27 de fevereiro de 2009

às moscas

"You'd better look alive", they said.


Eu não sei se tenho estrutura emocional para contar uma história dessas. Digo isso por vocês, já que ela possivelmente os afetaria profundamente, e isso me deixaria para lá de chateado, não sei se agüentaria imaginar tantos rostinhos tristes. Em nome da minha honra, no entanto, e na tentativa de deixar meu nome nas páginas da História, ainda que entre os figurantes (e, entre esses, na subcategoria de prováveis lunáticos, mais tarde vocês entenderão por quê), eu irei contá-la.
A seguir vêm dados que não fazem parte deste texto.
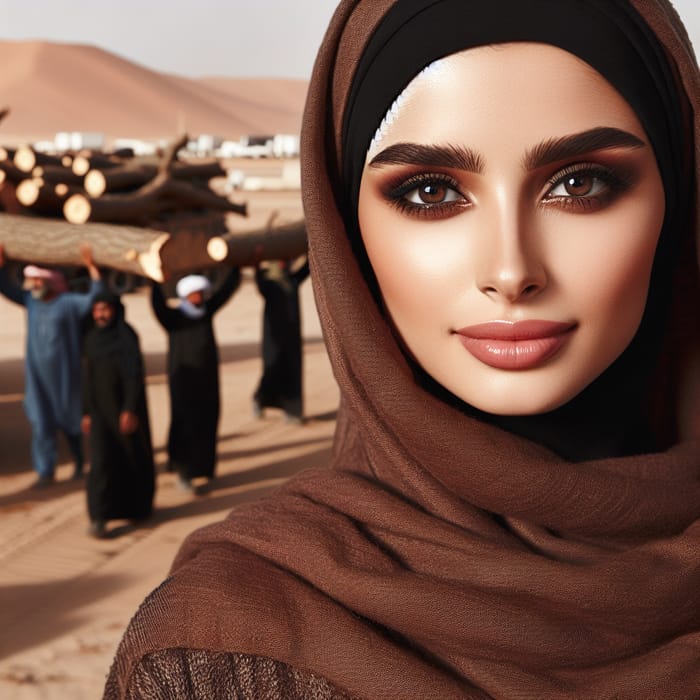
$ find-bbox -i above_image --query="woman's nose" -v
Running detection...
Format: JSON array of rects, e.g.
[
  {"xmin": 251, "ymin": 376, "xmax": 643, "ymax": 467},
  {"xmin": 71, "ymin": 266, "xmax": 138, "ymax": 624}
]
[{"xmin": 476, "ymin": 205, "xmax": 548, "ymax": 303}]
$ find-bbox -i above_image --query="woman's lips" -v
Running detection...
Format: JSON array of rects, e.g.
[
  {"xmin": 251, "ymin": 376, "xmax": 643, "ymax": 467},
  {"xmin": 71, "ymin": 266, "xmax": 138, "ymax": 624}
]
[{"xmin": 455, "ymin": 320, "xmax": 576, "ymax": 370}]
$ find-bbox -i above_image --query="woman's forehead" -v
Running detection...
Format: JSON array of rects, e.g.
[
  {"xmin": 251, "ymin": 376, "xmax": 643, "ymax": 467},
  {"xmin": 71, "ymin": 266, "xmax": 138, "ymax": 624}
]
[{"xmin": 367, "ymin": 42, "xmax": 644, "ymax": 161}]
No decorrer da leitura, talvez vocês achem que é uma verdadeira tragédia e se surpreendam com minha indiferença. Mas, quando se se diminui drasticamente de tamanho, é preciso selecionar bem o que deixar na cabeça, por conta da falta de espaço. E eu escolhi manter minhas lembranças, minha capacidade de raciocinar (mesmo danificada), nenhum sentimento-sentimento (o que acontece aqui é que sentimentos, sejam quais forem, normalmente são grandes. Se eu quisesse guardar o amor por minha esposa, por exemplo, não sobraria espaço para praticamente mais nada) e, claro, meus reflexos.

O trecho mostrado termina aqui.